Downregulation of interleukin-12p35 and upregulation of interleukin-12p40 mRNA expression in heart allografts by blood transfusion from granulocyte colony-stimulating factor-treated donors

Pretransplant treatment of recipients with recombinant human granulocyte colony-stimulating factor (rhG-CSF, 250 μg/kg/day s.c. for 5 days) facilitates heart allograft acceptance in tacrolimus-treated rat recipients. We examined effectiveness of transfusion of in vivo rhG-CSF-treated blood since rhG-CSF induces immunoregulatory cells in human blood. DA heart grafts were transplanted into tacrolimus (2 mg/kg i.m. on day 0)-treated Lewis recipients. Although graft survival prolongation by blood transfusion on day 0 from rhG-CSF-treated syngeneic Lewis was comparable to that in directly rhG-CSF-pretreated recipients ( p=0.22), transfusion of rhG-CSF-treated allogeneic DA blood was much more effective ( p=0.0016). Intragraft cytokine mRNA levels were measured by reverse transcription and real-time polymerase chain reaction at 24 h after transplantation.
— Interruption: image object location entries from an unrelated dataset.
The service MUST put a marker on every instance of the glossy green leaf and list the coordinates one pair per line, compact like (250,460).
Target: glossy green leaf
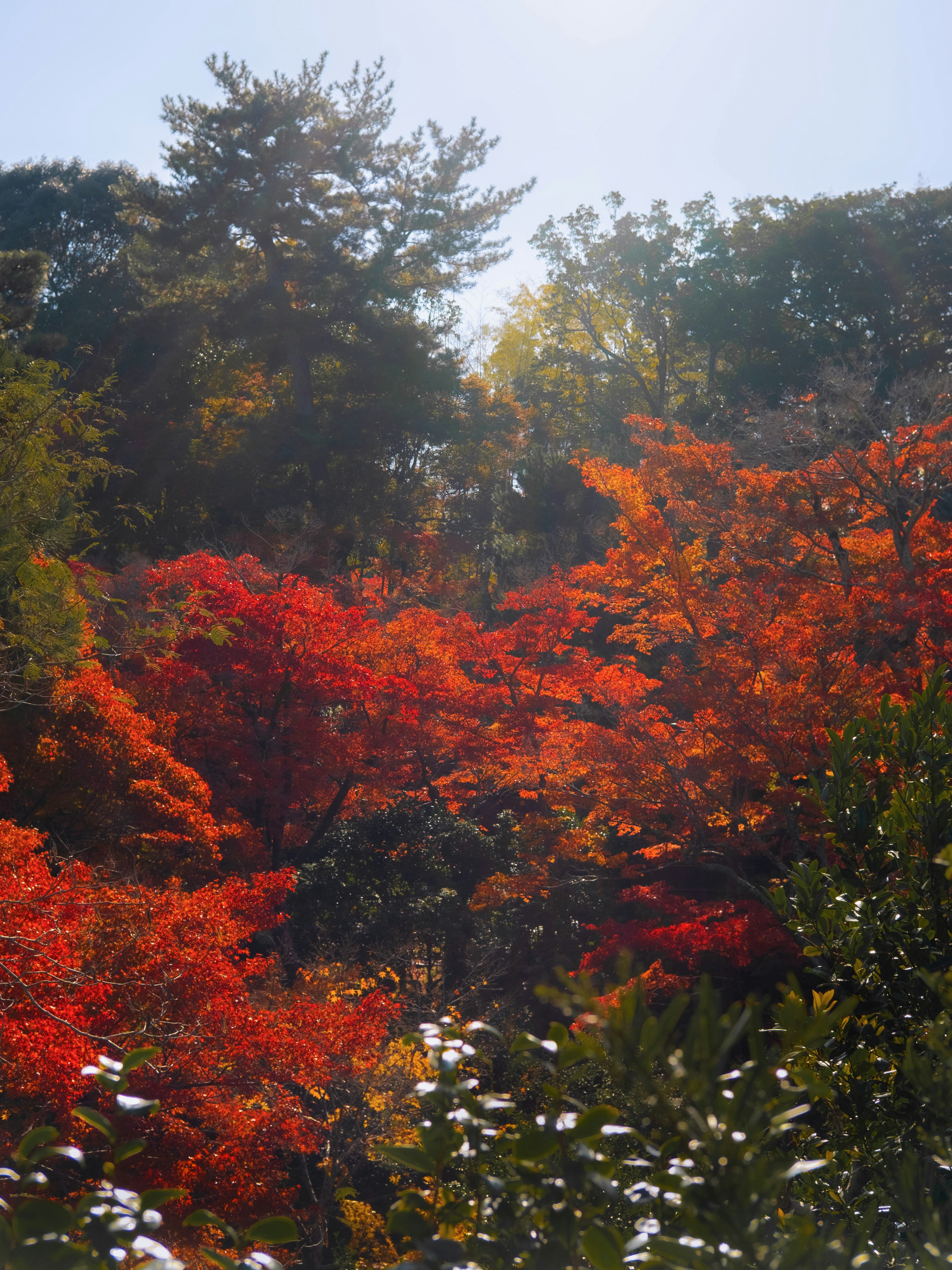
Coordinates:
(219,1259)
(535,1145)
(273,1230)
(602,1249)
(412,1157)
(590,1124)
IL-12p35 expression was downregulated by both treatments. Notably, IL-12p40 was upregulated by rhG-CSF-treated DA blood transfusion but downregulated by transfusion of rhG-CSF-treated isogeneic blood. Differential expression of IL-12 subunits was associated with facilitation of graft acceptance by rhG-CSF-treated donor blood transfusion.